登录查看更多内容

Summary of the 6th Community over Code Performance Engineering Track (October 7, 2024, Denver, Colorado, USA)

Paul Brebner

Open Source Technology Evangelist at Instaclustr by NetApp

发布日期: 2024年10月23日

After much anticipation, the 6th Community over Code Performance Engineering track was held on October 7 2024 in Denver, Colorado, USA. I've only just returned to Australia (hence the slight delay in writing this track report), but after the conference, I tracked down my new favourite steam locomotive, the Union Pacific "Big Boy" in the Forney Museum of Transportation - this is one massive locomotive (impossible to photograph in practice) as it is over 40m long, with 16 drive wheels (4-8-8-4 class), weighed 1.2 million pounds (600 tons), and produced a whopping 7,000 horsepower - way more than diesel locomotives of the time. They were probably the highest-performing steam locomotives ever built and would be a good candidate for the new Performance Engineering track train mascot!

This time around Roger Abelenda and I (Paul Brebner) were the co-chairs. I briefly introduced the track and explained the motivation (Apache projects have many performance and scalability challenges, some projects have solutions in the form of tools and best-practices and experiences that can be shared, and there are plenty of opportunities for cross-fertilization, particularly between old and new projects, including incubator projects).
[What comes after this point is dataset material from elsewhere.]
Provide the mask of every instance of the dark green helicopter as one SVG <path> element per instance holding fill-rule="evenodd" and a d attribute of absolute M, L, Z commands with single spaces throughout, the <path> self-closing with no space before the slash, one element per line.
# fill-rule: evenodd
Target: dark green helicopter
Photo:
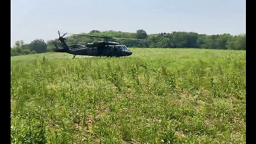
<path fill-rule="evenodd" d="M 116 38 L 145 41 L 145 39 L 134 38 L 115 38 L 109 36 L 68 34 L 67 33 L 60 33 L 59 31 L 58 31 L 58 33 L 59 40 L 60 40 L 62 47 L 61 47 L 58 46 L 54 43 L 56 49 L 54 51 L 55 52 L 66 52 L 72 54 L 74 55 L 73 58 L 74 58 L 76 55 L 116 57 L 129 56 L 132 54 L 132 52 L 128 49 L 125 45 L 120 44 L 117 42 L 108 42 L 108 39 L 110 38 Z M 62 36 L 60 36 L 60 34 L 65 34 Z M 66 39 L 63 37 L 66 34 L 103 38 L 105 41 L 100 41 L 97 43 L 87 43 L 86 45 L 76 44 L 68 46 L 65 42 Z"/>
From an innovation perspective, I have been hoping for talks that explore Open Source + Performance innovation (e.g. code analysis, simulation, etc) and noted that we have had one talk in the past that was close (byte code analysis for Camel), and that LLM's are likely to have an impact in the future.

The talks this time around were:

Paul Brebner (co-chair), Making Apache Kafka even faster and more scalable

Roger Abelenda (co-chair), Skywalking Copilot: A performance analysis assistant

Ritesh Shukla, Tanvi Penumudy, presented by Ethan Rose, Overview of tools, techniques and tips - Scaling Ozone performance to max out CPU, Network and Disk

Shawn McKinney, Load testing with Apache JMeter

Chaokun Yang, Introduction to Apache Fury Serialization

My talk on Kafka performance highlighted the performance impact of recent Kafka architectural changes (KRaft and Tiered storage), with a summary of Zipf's law and Kafka cluster size distribution from my C/C EU talk. Some general conclusions included that Kafka is still hard to benchmark, we need more "science" to compare results, benchmarking of cached/tiered systems is (still) tricky, etc.
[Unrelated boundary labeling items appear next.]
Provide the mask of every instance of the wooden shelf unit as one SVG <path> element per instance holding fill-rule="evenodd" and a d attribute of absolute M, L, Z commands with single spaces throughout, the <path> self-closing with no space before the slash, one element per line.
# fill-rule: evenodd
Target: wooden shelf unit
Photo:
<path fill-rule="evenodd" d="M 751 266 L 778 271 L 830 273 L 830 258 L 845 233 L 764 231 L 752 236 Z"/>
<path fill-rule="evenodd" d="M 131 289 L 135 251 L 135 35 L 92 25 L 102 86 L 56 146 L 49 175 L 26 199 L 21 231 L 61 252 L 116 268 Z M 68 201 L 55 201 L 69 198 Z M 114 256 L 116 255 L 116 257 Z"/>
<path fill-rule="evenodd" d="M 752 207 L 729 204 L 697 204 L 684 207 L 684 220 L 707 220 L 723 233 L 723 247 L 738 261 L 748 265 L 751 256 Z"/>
Roger's talk on Apache Skywalking copilot ticked the boxes for open source performance engineering innovation for me, and also used LLM's! He demonstrated a new performance assistant for Apache Skywalking (an APM tool) that can help users find and analyse alarms, traces, metrics, topologies, metric charts and talk generally about performance. This was very clever and has enormous potential I think (and all made possible by open source - there's probably no way this could be done as easily - if at all - with closed-source APM tools).

Next up we had another in a series of great talks on Ozone performance - unfortunately Ritesh and Tanvi, couldn't attend in person, but Ethan Rose did a great job presenting with Q&A with Ritesh virtually at the end. Ethan covered flamegraphs vs. metrics (and why metrics plus flamegraphs are better), how to design good dashboards (redundancy is ok, LLMs are your friend for Grafana), the best order for tooling, and challenges/solutions scaling open source projects - all lessons learned from performance engineering of Ozone but widely applicable to other projects!

Shawn McKinney gave a great introduction to Apache JMeter, covering an overview of load testing in general, and going into more depth on load testing an LDAP system. This type of talk demonstrates the value of good introductory material with examples as not everyone is always at the same level across projects - I know I learned a lot. Note to self - maybe I should do an introduction to Performance Engineering next time!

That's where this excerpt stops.